Prediction of paroxysmal atrial fibrillation based on non-linear analysis and spectrum and bispectrum features of the heart rate variability signal.

Maryam Mohebbi1, Hassan Ghassemian.   

Abstract

In this paper, an effective paroxysmal atrial fibrillation (PAF) prediction algorithm is presented, which is based on analysis of the heart rate variability (HRV) signal. The proposed method consists of a preprocessing step for QRS detection and HRV signal extraction. In the next step, several features which can be used as markers for the prediction of PAF are extracted from the HRV signal. These features consist of spectrum features, bispectrum features, and non-linear features including sample entropy and Poincaré plot-extracted features. The spectrum features are able to discriminate the sympathetic and parasympathetic contents of the HRV signal, which are affected before PAF attacks.

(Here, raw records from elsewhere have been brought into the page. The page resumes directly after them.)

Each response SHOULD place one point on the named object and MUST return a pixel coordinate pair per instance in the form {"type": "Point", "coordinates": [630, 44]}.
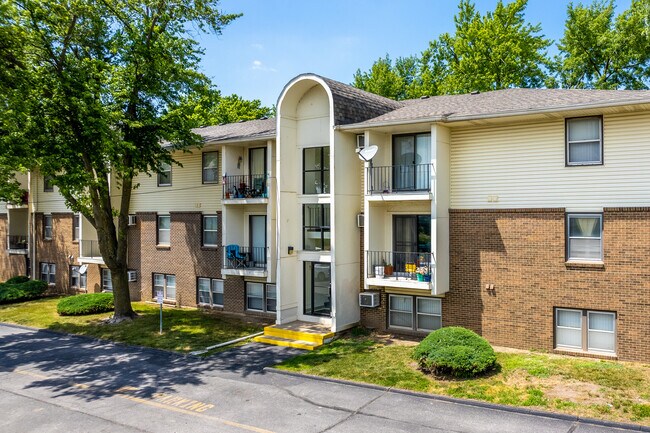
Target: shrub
{"type": "Point", "coordinates": [91, 303]}
{"type": "Point", "coordinates": [18, 280]}
{"type": "Point", "coordinates": [455, 351]}
{"type": "Point", "coordinates": [16, 292]}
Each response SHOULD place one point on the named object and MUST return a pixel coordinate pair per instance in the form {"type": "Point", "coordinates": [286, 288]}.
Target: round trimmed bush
{"type": "Point", "coordinates": [90, 303]}
{"type": "Point", "coordinates": [455, 351]}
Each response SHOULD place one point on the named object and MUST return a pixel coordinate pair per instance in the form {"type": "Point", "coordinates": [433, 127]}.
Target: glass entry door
{"type": "Point", "coordinates": [318, 289]}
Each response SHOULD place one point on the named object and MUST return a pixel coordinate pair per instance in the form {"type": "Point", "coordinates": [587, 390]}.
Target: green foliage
{"type": "Point", "coordinates": [90, 303]}
{"type": "Point", "coordinates": [456, 352]}
{"type": "Point", "coordinates": [16, 292]}
{"type": "Point", "coordinates": [601, 51]}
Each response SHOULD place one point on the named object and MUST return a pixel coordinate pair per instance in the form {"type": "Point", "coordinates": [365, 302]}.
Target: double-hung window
{"type": "Point", "coordinates": [164, 283]}
{"type": "Point", "coordinates": [210, 292]}
{"type": "Point", "coordinates": [210, 167]}
{"type": "Point", "coordinates": [316, 170]}
{"type": "Point", "coordinates": [47, 227]}
{"type": "Point", "coordinates": [588, 331]}
{"type": "Point", "coordinates": [210, 228]}
{"type": "Point", "coordinates": [164, 229]}
{"type": "Point", "coordinates": [316, 227]}
{"type": "Point", "coordinates": [585, 237]}
{"type": "Point", "coordinates": [584, 141]}
{"type": "Point", "coordinates": [48, 272]}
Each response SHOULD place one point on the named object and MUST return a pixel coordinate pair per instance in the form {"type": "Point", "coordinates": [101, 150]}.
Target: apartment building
{"type": "Point", "coordinates": [523, 214]}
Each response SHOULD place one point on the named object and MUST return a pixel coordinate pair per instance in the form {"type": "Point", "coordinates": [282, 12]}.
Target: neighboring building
{"type": "Point", "coordinates": [521, 214]}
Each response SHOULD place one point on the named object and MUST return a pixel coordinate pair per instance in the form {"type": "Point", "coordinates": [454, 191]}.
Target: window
{"type": "Point", "coordinates": [47, 226]}
{"type": "Point", "coordinates": [107, 281]}
{"type": "Point", "coordinates": [584, 141]}
{"type": "Point", "coordinates": [316, 227]}
{"type": "Point", "coordinates": [48, 273]}
{"type": "Point", "coordinates": [47, 184]}
{"type": "Point", "coordinates": [428, 313]}
{"type": "Point", "coordinates": [76, 227]}
{"type": "Point", "coordinates": [77, 279]}
{"type": "Point", "coordinates": [166, 284]}
{"type": "Point", "coordinates": [165, 175]}
{"type": "Point", "coordinates": [589, 331]}
{"type": "Point", "coordinates": [260, 297]}
{"type": "Point", "coordinates": [210, 226]}
{"type": "Point", "coordinates": [316, 170]}
{"type": "Point", "coordinates": [585, 237]}
{"type": "Point", "coordinates": [210, 292]}
{"type": "Point", "coordinates": [164, 229]}
{"type": "Point", "coordinates": [210, 167]}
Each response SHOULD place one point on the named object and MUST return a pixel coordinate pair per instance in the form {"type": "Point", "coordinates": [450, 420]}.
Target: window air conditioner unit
{"type": "Point", "coordinates": [369, 299]}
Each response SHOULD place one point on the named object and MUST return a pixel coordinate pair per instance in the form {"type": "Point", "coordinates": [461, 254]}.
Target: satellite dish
{"type": "Point", "coordinates": [367, 153]}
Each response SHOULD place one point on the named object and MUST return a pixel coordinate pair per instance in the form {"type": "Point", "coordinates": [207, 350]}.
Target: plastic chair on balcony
{"type": "Point", "coordinates": [236, 259]}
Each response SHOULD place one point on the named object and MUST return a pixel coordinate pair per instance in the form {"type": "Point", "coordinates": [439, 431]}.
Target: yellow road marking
{"type": "Point", "coordinates": [163, 401]}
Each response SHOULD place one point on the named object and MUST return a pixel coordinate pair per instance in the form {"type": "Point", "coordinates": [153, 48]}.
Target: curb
{"type": "Point", "coordinates": [467, 402]}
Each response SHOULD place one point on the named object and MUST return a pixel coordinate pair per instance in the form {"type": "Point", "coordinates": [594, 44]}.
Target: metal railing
{"type": "Point", "coordinates": [245, 186]}
{"type": "Point", "coordinates": [17, 242]}
{"type": "Point", "coordinates": [399, 178]}
{"type": "Point", "coordinates": [401, 265]}
{"type": "Point", "coordinates": [90, 249]}
{"type": "Point", "coordinates": [240, 257]}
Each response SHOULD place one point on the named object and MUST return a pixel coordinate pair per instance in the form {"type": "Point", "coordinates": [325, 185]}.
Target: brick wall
{"type": "Point", "coordinates": [522, 253]}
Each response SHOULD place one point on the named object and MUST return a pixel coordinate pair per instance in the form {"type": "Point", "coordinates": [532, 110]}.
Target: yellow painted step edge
{"type": "Point", "coordinates": [287, 343]}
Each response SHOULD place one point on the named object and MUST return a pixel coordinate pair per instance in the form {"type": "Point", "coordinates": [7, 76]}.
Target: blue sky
{"type": "Point", "coordinates": [276, 40]}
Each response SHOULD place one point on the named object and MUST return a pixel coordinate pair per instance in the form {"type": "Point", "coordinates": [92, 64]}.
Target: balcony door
{"type": "Point", "coordinates": [257, 224]}
{"type": "Point", "coordinates": [411, 162]}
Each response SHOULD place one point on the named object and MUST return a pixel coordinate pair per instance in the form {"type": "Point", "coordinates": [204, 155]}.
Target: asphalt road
{"type": "Point", "coordinates": [60, 383]}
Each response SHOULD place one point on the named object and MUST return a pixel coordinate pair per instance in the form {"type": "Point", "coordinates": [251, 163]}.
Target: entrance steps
{"type": "Point", "coordinates": [300, 335]}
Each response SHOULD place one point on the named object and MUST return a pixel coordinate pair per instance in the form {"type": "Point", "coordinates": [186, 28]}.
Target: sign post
{"type": "Point", "coordinates": [159, 297]}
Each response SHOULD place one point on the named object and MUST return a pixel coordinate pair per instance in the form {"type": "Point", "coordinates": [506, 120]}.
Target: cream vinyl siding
{"type": "Point", "coordinates": [524, 166]}
{"type": "Point", "coordinates": [187, 192]}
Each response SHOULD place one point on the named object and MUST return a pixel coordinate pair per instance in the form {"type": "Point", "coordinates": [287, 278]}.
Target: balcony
{"type": "Point", "coordinates": [17, 244]}
{"type": "Point", "coordinates": [409, 270]}
{"type": "Point", "coordinates": [246, 188]}
{"type": "Point", "coordinates": [245, 261]}
{"type": "Point", "coordinates": [417, 179]}
{"type": "Point", "coordinates": [89, 252]}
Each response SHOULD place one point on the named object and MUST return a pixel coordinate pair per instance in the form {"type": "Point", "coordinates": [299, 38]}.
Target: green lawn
{"type": "Point", "coordinates": [591, 388]}
{"type": "Point", "coordinates": [184, 330]}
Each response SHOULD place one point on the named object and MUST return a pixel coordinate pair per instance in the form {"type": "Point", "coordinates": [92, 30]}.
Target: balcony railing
{"type": "Point", "coordinates": [244, 186]}
{"type": "Point", "coordinates": [401, 266]}
{"type": "Point", "coordinates": [399, 178]}
{"type": "Point", "coordinates": [90, 249]}
{"type": "Point", "coordinates": [240, 257]}
{"type": "Point", "coordinates": [17, 242]}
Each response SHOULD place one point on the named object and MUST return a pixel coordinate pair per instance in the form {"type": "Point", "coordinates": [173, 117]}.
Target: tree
{"type": "Point", "coordinates": [601, 51]}
{"type": "Point", "coordinates": [105, 78]}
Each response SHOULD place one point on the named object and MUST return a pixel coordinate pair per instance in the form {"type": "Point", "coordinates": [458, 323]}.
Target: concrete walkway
{"type": "Point", "coordinates": [51, 382]}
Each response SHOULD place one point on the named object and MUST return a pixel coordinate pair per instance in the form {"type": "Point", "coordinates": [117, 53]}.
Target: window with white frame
{"type": "Point", "coordinates": [210, 292]}
{"type": "Point", "coordinates": [165, 174]}
{"type": "Point", "coordinates": [210, 228]}
{"type": "Point", "coordinates": [260, 297]}
{"type": "Point", "coordinates": [48, 272]}
{"type": "Point", "coordinates": [210, 167]}
{"type": "Point", "coordinates": [584, 330]}
{"type": "Point", "coordinates": [77, 279]}
{"type": "Point", "coordinates": [585, 237]}
{"type": "Point", "coordinates": [107, 281]}
{"type": "Point", "coordinates": [165, 283]}
{"type": "Point", "coordinates": [164, 229]}
{"type": "Point", "coordinates": [47, 227]}
{"type": "Point", "coordinates": [584, 141]}
{"type": "Point", "coordinates": [415, 313]}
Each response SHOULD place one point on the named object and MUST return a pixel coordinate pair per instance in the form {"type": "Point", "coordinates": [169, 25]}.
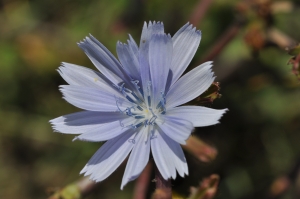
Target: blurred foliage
{"type": "Point", "coordinates": [257, 140]}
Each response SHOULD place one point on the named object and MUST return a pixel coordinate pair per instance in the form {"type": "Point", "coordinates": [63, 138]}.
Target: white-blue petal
{"type": "Point", "coordinates": [84, 121]}
{"type": "Point", "coordinates": [177, 129]}
{"type": "Point", "coordinates": [138, 158]}
{"type": "Point", "coordinates": [160, 58]}
{"type": "Point", "coordinates": [185, 45]}
{"type": "Point", "coordinates": [129, 60]}
{"type": "Point", "coordinates": [109, 157]}
{"type": "Point", "coordinates": [93, 99]}
{"type": "Point", "coordinates": [106, 131]}
{"type": "Point", "coordinates": [82, 76]}
{"type": "Point", "coordinates": [134, 47]}
{"type": "Point", "coordinates": [190, 85]}
{"type": "Point", "coordinates": [162, 155]}
{"type": "Point", "coordinates": [198, 115]}
{"type": "Point", "coordinates": [155, 28]}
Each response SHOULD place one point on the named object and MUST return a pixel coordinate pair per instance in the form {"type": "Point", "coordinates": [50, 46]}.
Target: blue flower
{"type": "Point", "coordinates": [133, 103]}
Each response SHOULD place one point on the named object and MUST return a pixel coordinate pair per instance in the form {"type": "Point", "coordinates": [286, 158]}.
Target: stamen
{"type": "Point", "coordinates": [140, 108]}
{"type": "Point", "coordinates": [139, 116]}
{"type": "Point", "coordinates": [127, 111]}
{"type": "Point", "coordinates": [149, 93]}
{"type": "Point", "coordinates": [133, 139]}
{"type": "Point", "coordinates": [149, 101]}
{"type": "Point", "coordinates": [152, 136]}
{"type": "Point", "coordinates": [137, 126]}
{"type": "Point", "coordinates": [135, 82]}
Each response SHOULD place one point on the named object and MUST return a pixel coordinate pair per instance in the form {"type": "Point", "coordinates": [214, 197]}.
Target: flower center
{"type": "Point", "coordinates": [145, 114]}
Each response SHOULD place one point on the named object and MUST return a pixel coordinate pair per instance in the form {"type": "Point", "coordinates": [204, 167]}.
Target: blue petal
{"type": "Point", "coordinates": [160, 58]}
{"type": "Point", "coordinates": [106, 63]}
{"type": "Point", "coordinates": [134, 47]}
{"type": "Point", "coordinates": [198, 115]}
{"type": "Point", "coordinates": [109, 156]}
{"type": "Point", "coordinates": [139, 157]}
{"type": "Point", "coordinates": [162, 156]}
{"type": "Point", "coordinates": [185, 45]}
{"type": "Point", "coordinates": [191, 85]}
{"type": "Point", "coordinates": [155, 28]}
{"type": "Point", "coordinates": [176, 128]}
{"type": "Point", "coordinates": [129, 60]}
{"type": "Point", "coordinates": [84, 121]}
{"type": "Point", "coordinates": [176, 154]}
{"type": "Point", "coordinates": [106, 131]}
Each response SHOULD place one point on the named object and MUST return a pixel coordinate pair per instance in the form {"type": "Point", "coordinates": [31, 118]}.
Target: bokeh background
{"type": "Point", "coordinates": [258, 140]}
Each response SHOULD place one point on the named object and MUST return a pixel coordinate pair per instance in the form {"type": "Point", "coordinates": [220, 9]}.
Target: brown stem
{"type": "Point", "coordinates": [200, 11]}
{"type": "Point", "coordinates": [163, 187]}
{"type": "Point", "coordinates": [142, 183]}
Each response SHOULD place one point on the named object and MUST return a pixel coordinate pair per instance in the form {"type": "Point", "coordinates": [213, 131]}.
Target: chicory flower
{"type": "Point", "coordinates": [134, 103]}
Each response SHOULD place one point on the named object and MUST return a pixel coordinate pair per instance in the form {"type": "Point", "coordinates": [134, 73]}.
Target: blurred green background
{"type": "Point", "coordinates": [258, 140]}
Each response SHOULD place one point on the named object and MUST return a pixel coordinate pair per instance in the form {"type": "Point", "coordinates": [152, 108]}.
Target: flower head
{"type": "Point", "coordinates": [132, 103]}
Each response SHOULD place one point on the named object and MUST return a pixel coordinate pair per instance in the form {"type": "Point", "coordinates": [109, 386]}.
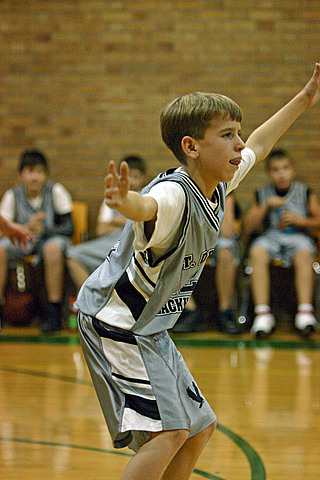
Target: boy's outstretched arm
{"type": "Point", "coordinates": [131, 204]}
{"type": "Point", "coordinates": [18, 234]}
{"type": "Point", "coordinates": [264, 137]}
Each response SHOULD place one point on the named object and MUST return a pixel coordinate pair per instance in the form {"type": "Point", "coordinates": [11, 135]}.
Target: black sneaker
{"type": "Point", "coordinates": [190, 321]}
{"type": "Point", "coordinates": [52, 319]}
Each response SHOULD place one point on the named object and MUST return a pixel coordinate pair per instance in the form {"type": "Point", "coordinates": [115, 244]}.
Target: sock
{"type": "Point", "coordinates": [305, 308]}
{"type": "Point", "coordinates": [262, 308]}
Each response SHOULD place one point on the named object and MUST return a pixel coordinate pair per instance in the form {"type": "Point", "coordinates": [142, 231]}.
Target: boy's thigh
{"type": "Point", "coordinates": [283, 247]}
{"type": "Point", "coordinates": [15, 254]}
{"type": "Point", "coordinates": [62, 242]}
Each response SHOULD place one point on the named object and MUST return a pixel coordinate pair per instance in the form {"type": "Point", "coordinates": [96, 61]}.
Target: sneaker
{"type": "Point", "coordinates": [263, 325]}
{"type": "Point", "coordinates": [227, 322]}
{"type": "Point", "coordinates": [190, 321]}
{"type": "Point", "coordinates": [305, 323]}
{"type": "Point", "coordinates": [52, 319]}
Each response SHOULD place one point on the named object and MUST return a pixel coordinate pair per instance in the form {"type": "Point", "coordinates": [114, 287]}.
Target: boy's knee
{"type": "Point", "coordinates": [225, 256]}
{"type": "Point", "coordinates": [259, 255]}
{"type": "Point", "coordinates": [209, 431]}
{"type": "Point", "coordinates": [3, 255]}
{"type": "Point", "coordinates": [303, 258]}
{"type": "Point", "coordinates": [52, 252]}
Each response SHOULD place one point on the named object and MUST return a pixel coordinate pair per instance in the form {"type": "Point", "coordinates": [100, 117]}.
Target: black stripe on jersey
{"type": "Point", "coordinates": [143, 273]}
{"type": "Point", "coordinates": [130, 296]}
{"type": "Point", "coordinates": [103, 331]}
{"type": "Point", "coordinates": [132, 380]}
{"type": "Point", "coordinates": [143, 406]}
{"type": "Point", "coordinates": [207, 209]}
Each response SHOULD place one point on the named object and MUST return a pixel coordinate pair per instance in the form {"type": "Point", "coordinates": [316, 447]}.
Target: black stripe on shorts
{"type": "Point", "coordinates": [130, 296]}
{"type": "Point", "coordinates": [143, 406]}
{"type": "Point", "coordinates": [103, 331]}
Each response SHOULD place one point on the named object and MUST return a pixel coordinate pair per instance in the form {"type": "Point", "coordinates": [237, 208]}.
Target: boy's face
{"type": "Point", "coordinates": [34, 179]}
{"type": "Point", "coordinates": [220, 150]}
{"type": "Point", "coordinates": [137, 179]}
{"type": "Point", "coordinates": [281, 172]}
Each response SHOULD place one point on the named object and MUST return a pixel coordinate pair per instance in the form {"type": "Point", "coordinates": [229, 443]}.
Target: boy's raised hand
{"type": "Point", "coordinates": [116, 186]}
{"type": "Point", "coordinates": [312, 88]}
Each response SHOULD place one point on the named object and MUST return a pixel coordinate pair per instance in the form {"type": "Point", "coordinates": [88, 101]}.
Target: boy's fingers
{"type": "Point", "coordinates": [124, 171]}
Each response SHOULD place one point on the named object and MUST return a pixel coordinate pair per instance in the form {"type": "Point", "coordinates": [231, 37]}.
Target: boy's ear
{"type": "Point", "coordinates": [190, 147]}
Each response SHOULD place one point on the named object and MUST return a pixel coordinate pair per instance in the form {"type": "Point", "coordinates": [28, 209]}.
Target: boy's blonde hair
{"type": "Point", "coordinates": [191, 115]}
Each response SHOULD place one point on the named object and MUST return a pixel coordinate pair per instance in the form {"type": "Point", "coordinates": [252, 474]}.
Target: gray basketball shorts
{"type": "Point", "coordinates": [284, 246]}
{"type": "Point", "coordinates": [142, 383]}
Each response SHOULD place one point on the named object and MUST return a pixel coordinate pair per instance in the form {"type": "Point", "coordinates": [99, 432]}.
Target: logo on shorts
{"type": "Point", "coordinates": [195, 395]}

The bispectrum features are used in order to reveal information not presented on the spectral domain, and to detect quadratic phase coupled harmonics arising from non-linearities of the HRV signal. Moreover, the non-linear analysis can map the heart rate irregularities in the feature space and it leads to better understanding of the system dynamics before PAF attacks. In the final step, a support vector machine (SVM)-based classifier has been used for PAF prediction. The performance of the proposed method in prediction of PAF episodes was evaluated using the Atrial Fibrillation Prediction Database (AFPDB). The obtained sensitivity, specificity, and positive predictivity were 96.30%, 93.10%, and 92.86%, respectively. The proposed methodology presents better results than the other existing approaches. The other important advantage of the proposed method when compared to the other approaches is that we do not need the both records of a subject to specify which episode preceding PAF events.
Copyright © 2010 Elsevier Ireland Ltd. All rights reserved.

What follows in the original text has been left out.